“Free trade creates jobs” should now be the Brexiteers’ mantra

“Free trade creates jobs” should now be the Brexiteers’ mantra

It is said that history is written by the winners. For the past year, the Leavers who masterminded the “take back control” referendum victory have been writing their history. But if they are not careful, it could soon be re-written by others with an entirely different narrative.

So it is time to move on from last year’s victory and to present the arguments for Brexit that will continue to resonate now. That means being more expansive, even more positive and looking at the big picture, not as insular Europeans, but as fully engaged, global citizens. The arguments should be about the positive, life-enhancing, community-improving, culturally-enriching, wealth-generating, job-creating benefits Brexit should deliver.

Very simply, the narrative to build around should go to the heart of why a clean Brexit is a good idea: “free trade creates wealth and jobs”. That should be the starting and the end point for every argument. With “free trade creates jobs” as the focus, the Leave arguments will be on solid ground, and show many continuity Remain arguments to be weak.

Twenty years ago, 60% of the UK’s trade was within the EU. Now it’s below 45% and sinking. The UK’s future is global. The quicker we can take the existing brakes off trade with the rest of the world the quicker we will all be better off.

Of course, the question of avoiding an uncertain future remains. That future does not need to be, and should not be, calamitous. There is no good reason why making the most of new trading opportunities should be at the expense of existing ones. Free trade is not a zero-sum game. Not for the UK or the EU. Both can win.

As the central organising thought around which all of Brexit is developed, “free trade creates jobs” will also provide a framework to analyse and assess every element of the negotiations with the EU27.

Any individual measure can be looked at in terms of its contribution to one of a number of different outcomes:

  1. A good deal: in which we retain much of our trading rights with our European partners, and are free to explore new deals with the rest of the world, and to build a prosperous future. This is not the “having cake and eating it” option, but rather the best of both worlds: best for the UK and best for the EU. Once again, both can win.
  2. A bad deal: perhaps some sort of quasi-EU access, and no scope to improve our trading arrangements elsewhere, combined with high entry fees and no say over what happens.
  3. No deal (with no cliff): moving to the same stable WTO trading arrangements that already govern more than half our trade with the rest of the world, and in which we could continue to trade with Europe in an open and constructive manner. Of course, the UK’s positive balance of trade with the EU27 would mean no deal would cost them more than the UK.
  4. A punishment deal: in which, for instance, the EU tries to demand an exit fee many times greater than could possibly be justified.

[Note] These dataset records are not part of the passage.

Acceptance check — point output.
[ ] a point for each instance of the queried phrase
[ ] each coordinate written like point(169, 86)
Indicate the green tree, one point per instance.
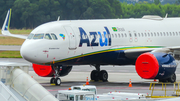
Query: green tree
point(157, 2)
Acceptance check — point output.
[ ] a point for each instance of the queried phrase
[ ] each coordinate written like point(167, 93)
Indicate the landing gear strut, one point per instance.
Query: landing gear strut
point(56, 80)
point(99, 75)
point(171, 79)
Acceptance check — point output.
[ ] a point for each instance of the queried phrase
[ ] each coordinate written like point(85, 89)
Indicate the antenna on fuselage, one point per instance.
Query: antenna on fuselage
point(58, 18)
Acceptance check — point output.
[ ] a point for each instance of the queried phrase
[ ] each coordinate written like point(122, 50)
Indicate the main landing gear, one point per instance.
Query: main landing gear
point(97, 75)
point(56, 80)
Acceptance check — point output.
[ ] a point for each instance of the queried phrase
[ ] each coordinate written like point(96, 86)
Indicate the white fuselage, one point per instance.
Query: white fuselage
point(81, 38)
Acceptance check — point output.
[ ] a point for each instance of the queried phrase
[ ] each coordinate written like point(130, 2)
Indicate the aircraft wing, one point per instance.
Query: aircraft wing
point(133, 52)
point(5, 28)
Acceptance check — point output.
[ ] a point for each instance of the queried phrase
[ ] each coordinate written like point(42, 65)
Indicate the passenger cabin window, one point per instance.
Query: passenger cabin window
point(38, 36)
point(30, 36)
point(47, 36)
point(54, 36)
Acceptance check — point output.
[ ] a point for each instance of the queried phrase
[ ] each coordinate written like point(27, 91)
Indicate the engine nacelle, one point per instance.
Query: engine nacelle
point(47, 71)
point(155, 65)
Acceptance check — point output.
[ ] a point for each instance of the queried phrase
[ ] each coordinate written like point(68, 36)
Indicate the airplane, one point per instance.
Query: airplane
point(151, 43)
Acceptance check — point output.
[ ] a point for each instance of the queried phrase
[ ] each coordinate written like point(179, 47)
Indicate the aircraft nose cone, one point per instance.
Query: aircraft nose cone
point(28, 53)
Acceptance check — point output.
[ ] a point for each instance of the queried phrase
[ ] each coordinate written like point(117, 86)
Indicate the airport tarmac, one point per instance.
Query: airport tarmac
point(119, 77)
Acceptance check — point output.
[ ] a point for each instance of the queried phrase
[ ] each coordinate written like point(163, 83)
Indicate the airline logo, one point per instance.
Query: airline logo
point(62, 35)
point(104, 38)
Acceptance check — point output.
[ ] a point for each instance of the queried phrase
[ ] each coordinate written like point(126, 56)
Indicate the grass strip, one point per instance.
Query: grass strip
point(10, 54)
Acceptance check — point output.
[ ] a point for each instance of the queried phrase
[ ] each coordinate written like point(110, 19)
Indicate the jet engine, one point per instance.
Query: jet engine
point(160, 66)
point(47, 71)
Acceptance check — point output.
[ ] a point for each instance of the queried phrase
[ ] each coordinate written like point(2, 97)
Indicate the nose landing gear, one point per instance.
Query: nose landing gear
point(56, 80)
point(97, 75)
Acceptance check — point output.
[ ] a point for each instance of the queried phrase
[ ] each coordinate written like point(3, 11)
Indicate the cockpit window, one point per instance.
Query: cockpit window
point(38, 36)
point(54, 36)
point(47, 36)
point(30, 36)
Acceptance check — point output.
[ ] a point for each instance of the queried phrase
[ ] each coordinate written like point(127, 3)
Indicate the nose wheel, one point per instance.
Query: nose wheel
point(97, 75)
point(56, 80)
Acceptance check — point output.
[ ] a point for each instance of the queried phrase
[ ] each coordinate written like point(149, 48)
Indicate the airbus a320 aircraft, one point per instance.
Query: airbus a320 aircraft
point(151, 43)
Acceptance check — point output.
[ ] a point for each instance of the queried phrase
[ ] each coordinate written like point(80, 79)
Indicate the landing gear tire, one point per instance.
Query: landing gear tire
point(103, 75)
point(52, 80)
point(57, 81)
point(172, 79)
point(95, 75)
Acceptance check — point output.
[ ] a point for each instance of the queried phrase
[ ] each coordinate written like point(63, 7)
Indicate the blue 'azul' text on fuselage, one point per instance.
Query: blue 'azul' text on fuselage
point(106, 35)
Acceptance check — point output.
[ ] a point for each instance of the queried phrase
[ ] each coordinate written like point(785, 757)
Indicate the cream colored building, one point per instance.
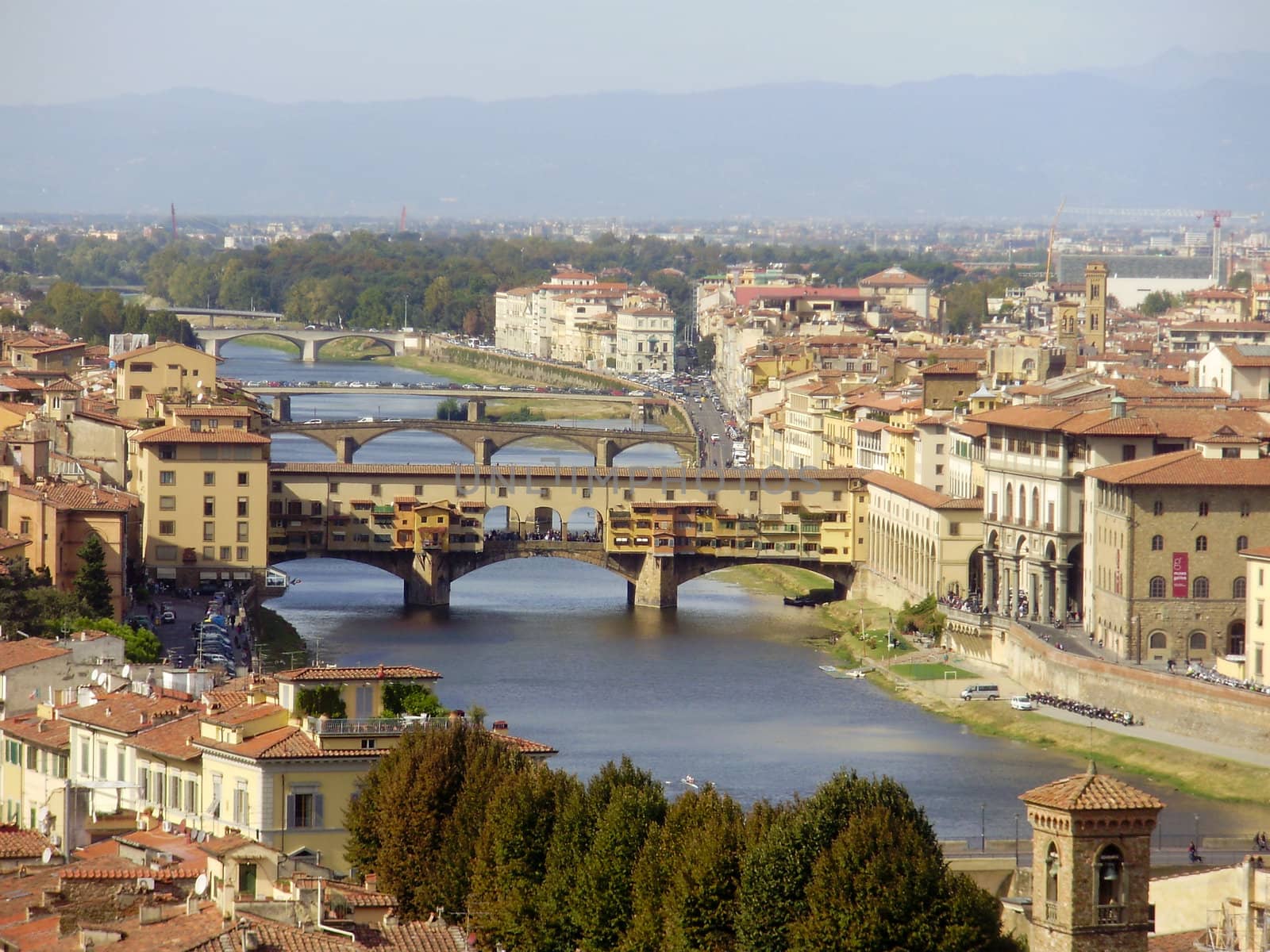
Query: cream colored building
point(167, 370)
point(203, 488)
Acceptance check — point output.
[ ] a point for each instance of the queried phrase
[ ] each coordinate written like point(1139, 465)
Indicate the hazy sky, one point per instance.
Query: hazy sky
point(56, 51)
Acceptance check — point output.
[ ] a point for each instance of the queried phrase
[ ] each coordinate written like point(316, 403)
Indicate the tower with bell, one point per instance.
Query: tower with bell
point(1091, 865)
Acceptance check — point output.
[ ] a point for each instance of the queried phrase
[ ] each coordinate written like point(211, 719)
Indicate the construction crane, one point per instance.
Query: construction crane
point(1217, 213)
point(1049, 251)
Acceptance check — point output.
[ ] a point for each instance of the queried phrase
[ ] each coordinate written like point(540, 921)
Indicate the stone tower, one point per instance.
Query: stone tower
point(1091, 865)
point(1096, 306)
point(1067, 327)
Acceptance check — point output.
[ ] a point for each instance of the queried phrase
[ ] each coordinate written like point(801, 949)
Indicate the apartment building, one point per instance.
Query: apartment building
point(203, 482)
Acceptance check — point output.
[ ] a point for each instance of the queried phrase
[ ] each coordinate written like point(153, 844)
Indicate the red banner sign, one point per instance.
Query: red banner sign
point(1181, 575)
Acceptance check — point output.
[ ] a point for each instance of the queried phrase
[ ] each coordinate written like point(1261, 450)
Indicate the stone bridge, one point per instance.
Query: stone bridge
point(310, 342)
point(486, 438)
point(651, 581)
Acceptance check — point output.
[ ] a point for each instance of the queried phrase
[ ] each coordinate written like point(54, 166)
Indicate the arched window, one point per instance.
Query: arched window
point(1052, 869)
point(1110, 886)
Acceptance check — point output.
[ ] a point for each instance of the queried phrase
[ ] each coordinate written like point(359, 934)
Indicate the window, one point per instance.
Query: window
point(304, 810)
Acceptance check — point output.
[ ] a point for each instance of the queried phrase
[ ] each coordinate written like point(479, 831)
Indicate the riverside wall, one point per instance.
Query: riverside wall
point(1170, 702)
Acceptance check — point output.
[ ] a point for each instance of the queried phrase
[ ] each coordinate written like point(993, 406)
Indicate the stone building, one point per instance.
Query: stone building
point(1091, 865)
point(1164, 539)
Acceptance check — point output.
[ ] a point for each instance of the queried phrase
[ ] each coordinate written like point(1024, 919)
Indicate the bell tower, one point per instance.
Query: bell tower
point(1096, 306)
point(1091, 865)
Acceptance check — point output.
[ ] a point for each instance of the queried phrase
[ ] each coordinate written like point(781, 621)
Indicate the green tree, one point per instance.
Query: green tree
point(92, 584)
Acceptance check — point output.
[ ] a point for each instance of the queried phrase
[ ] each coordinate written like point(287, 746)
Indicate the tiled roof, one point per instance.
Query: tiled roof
point(171, 739)
point(1090, 791)
point(14, 654)
point(183, 435)
point(329, 674)
point(19, 844)
point(126, 712)
point(78, 498)
point(1187, 467)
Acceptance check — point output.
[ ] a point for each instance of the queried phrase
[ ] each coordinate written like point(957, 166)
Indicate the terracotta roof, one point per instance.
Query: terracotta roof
point(14, 654)
point(48, 733)
point(171, 739)
point(1090, 791)
point(19, 844)
point(329, 674)
point(1187, 467)
point(126, 712)
point(183, 435)
point(78, 497)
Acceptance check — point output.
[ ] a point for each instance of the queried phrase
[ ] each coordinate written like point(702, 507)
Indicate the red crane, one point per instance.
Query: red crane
point(1218, 213)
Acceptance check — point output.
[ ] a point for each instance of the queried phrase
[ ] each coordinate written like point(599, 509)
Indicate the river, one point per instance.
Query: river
point(725, 689)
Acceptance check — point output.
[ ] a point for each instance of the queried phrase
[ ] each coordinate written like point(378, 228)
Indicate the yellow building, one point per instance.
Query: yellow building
point(205, 490)
point(163, 370)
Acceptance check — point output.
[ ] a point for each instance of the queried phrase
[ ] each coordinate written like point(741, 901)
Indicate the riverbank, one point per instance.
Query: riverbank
point(1187, 771)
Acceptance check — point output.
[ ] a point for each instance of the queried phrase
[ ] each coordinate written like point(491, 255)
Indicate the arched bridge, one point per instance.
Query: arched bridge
point(310, 342)
point(487, 438)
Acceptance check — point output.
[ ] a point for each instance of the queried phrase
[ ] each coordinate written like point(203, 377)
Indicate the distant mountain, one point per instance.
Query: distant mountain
point(956, 146)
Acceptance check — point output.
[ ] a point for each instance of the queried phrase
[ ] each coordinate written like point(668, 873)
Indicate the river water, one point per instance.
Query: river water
point(725, 689)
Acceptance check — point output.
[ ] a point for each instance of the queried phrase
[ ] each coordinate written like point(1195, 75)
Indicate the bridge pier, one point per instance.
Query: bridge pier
point(606, 451)
point(427, 583)
point(656, 585)
point(344, 450)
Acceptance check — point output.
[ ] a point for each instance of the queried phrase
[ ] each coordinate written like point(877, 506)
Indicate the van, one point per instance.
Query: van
point(981, 692)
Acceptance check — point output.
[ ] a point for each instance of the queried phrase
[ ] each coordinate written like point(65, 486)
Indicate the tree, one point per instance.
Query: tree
point(92, 584)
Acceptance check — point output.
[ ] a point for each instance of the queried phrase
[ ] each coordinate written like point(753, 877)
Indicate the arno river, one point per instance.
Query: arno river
point(723, 689)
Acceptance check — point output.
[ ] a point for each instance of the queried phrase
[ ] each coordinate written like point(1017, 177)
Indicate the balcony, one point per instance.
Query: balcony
point(349, 727)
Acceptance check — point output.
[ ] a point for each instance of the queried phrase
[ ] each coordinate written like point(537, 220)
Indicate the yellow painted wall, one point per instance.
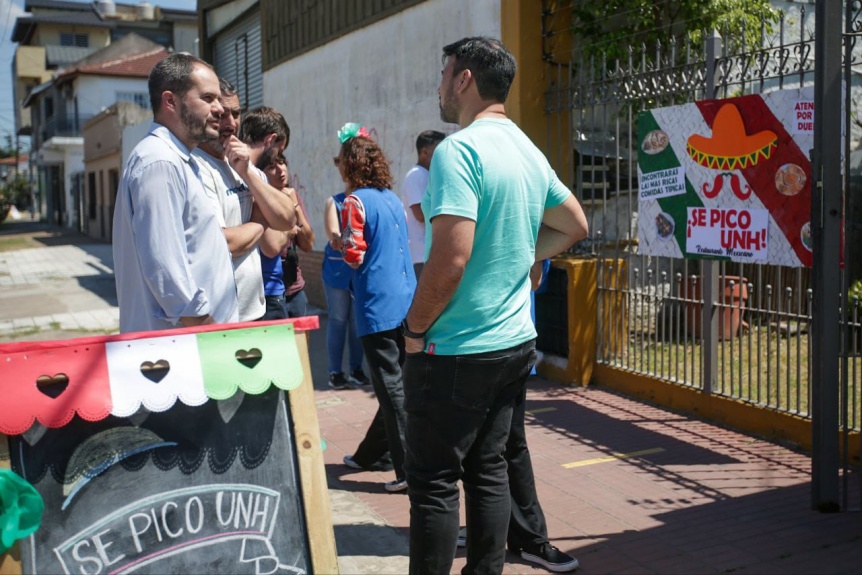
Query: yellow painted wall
point(521, 27)
point(521, 31)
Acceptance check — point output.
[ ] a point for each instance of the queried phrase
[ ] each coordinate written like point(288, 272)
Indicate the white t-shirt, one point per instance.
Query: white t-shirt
point(412, 192)
point(233, 201)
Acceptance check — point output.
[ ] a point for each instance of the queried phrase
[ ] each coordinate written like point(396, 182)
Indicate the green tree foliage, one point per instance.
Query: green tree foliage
point(609, 27)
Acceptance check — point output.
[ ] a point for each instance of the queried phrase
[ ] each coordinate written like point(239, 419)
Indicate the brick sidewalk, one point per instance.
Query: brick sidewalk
point(630, 488)
point(626, 487)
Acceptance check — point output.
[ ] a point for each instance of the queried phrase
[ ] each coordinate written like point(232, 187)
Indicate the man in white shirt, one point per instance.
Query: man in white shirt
point(246, 204)
point(171, 262)
point(412, 191)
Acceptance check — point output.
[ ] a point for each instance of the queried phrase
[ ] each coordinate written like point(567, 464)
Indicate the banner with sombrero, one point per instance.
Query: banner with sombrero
point(728, 179)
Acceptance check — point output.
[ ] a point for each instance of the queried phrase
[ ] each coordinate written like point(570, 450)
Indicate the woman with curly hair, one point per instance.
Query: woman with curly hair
point(374, 244)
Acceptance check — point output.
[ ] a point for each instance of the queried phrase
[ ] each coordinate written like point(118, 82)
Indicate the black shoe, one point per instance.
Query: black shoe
point(337, 381)
point(358, 377)
point(550, 558)
point(349, 462)
point(381, 465)
point(462, 537)
point(396, 486)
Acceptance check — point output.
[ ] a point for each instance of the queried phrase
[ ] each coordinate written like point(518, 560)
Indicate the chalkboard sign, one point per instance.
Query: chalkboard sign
point(223, 486)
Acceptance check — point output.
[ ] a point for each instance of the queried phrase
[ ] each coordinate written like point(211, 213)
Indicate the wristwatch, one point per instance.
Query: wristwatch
point(411, 334)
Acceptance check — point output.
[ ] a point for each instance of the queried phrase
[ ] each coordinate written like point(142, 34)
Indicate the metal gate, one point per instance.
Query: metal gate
point(743, 331)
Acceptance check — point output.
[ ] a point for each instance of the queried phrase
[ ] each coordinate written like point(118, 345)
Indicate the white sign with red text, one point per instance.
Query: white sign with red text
point(803, 117)
point(737, 233)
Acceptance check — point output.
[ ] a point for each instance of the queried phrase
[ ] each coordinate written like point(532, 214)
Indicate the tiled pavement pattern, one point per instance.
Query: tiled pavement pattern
point(58, 286)
point(630, 488)
point(626, 487)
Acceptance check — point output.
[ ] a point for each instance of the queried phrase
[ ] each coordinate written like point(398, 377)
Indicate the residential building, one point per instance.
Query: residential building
point(103, 164)
point(57, 41)
point(231, 40)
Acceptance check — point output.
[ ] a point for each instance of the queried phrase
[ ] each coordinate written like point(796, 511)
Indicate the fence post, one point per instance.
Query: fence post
point(826, 203)
point(709, 268)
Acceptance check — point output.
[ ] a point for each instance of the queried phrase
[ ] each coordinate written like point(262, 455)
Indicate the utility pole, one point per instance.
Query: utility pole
point(826, 224)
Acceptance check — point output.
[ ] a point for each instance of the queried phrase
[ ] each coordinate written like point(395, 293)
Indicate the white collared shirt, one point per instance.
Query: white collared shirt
point(171, 259)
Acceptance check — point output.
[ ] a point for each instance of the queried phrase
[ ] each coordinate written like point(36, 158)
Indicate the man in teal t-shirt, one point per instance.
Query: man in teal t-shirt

The difficulty for the EU in imposing a punishment to deter others is twofold: the penalties to offset the UK benefits from global free trade would have to be extraordinary. Even so, it is hard to imagine how severe they would need to be for the lost youth of Italy, Spain or Greece to think the EU experiment is a good idea.

Focusing on how free trade can create wealth and jobs for both the UK and the EU may help stop the negotiations dwelling on mutual harm, as they sometimes seem to be at present.

Instead of trying to enumerate an unjustifiable punishment, the EU could focus on how to create healthy competition. The UK will be competing with the EU27, as it is now, and of course each of them will continue to try and attract business that is currently in the UK, as they do quite rightly now.

That is only natural. Even so, while it is what competition is about, it is hard to understand why so many Brits want to help the EU27 with that as part of the negotiation.

As an organising thought, “free trade creates jobs” provides clarity about which arguments to develop, and which to let pass.

It opens the field to serious discussion about the benefits of market economies, such as how global agricultural free trade could bring down UK food bills by 20%. This is not insignificant in a country which is rightly shamed by the growth of food banks.

More than that, not only would UK households benefit from lower food bills, but every home would enjoy a corresponding increase in disposable income. That income could be spent on other things, creating new profits elsewhere. It would mean more efficient use of resources, better investment and a stronger economy.

There are very good reasons why the rest of the world invests in the UK. They may be our legal, regulatory, investment, skills or political environment, all of which will be boosted by a Brexit which promotes free trade and creates jobs.